Coronary artery fistulas can occur from any of the three major coronary arteries, and coronary artery dilatation is common because the fistulas drain into the low-pressure structures. However, when the fistulous communication arises in the distal part of a coronary artery, the artery diameter may remain small.
1) In our case, the fistulas before CTO intervention were not recognized probably due to the insufficient driving pressure of collateral flow across tiny fistulas, but seen after restoration of brisk antegrade flow. We report an interesting image of arteriovenous fistulas with multiple tiny channels that can be mistaken for coronary artery perforation after CTO recanalization.
Figures and Tables
Figure 1
Diagnostic coronary angiography demonstrated total occlusion of the RCA (black arrow) (A) with good collaterals from the left anterior descending coronary artery (grey arrow) (B), and severe stenosis of the left anterior descending artery (B). Pre-procedure coronary computed tomography angiogram showed total occlusion of the distal RCA (white arrow) and there was no evidence of abnormal coronary artery drainage. (C, D).
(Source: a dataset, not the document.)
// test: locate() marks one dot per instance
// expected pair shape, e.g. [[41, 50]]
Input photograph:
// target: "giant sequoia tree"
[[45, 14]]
RCA = right coronary artery.
Figure 2
Coronary angiogram (left anterior oblique cranial view) showed contrast drainage through multiple channels after recanalization of chronic total occlusion, which mimicked coronary artery perforation (black arrow).
Figure 3
(A, B) Two drug-eluting stents (Orsiro, 2.5×40 and 2.5×40 mm) were implanted in the proximal to middle segment and distal segment of the right coronary artery (A: LAO view, B: AP cranial view). Communication between posterior descending coronary artery and coronary sinus was prominently noted after antegrade flow restoration (C: AP cranial view, D: AP caudal view).
AP = anteroposterior; LAO = left anterior oblique.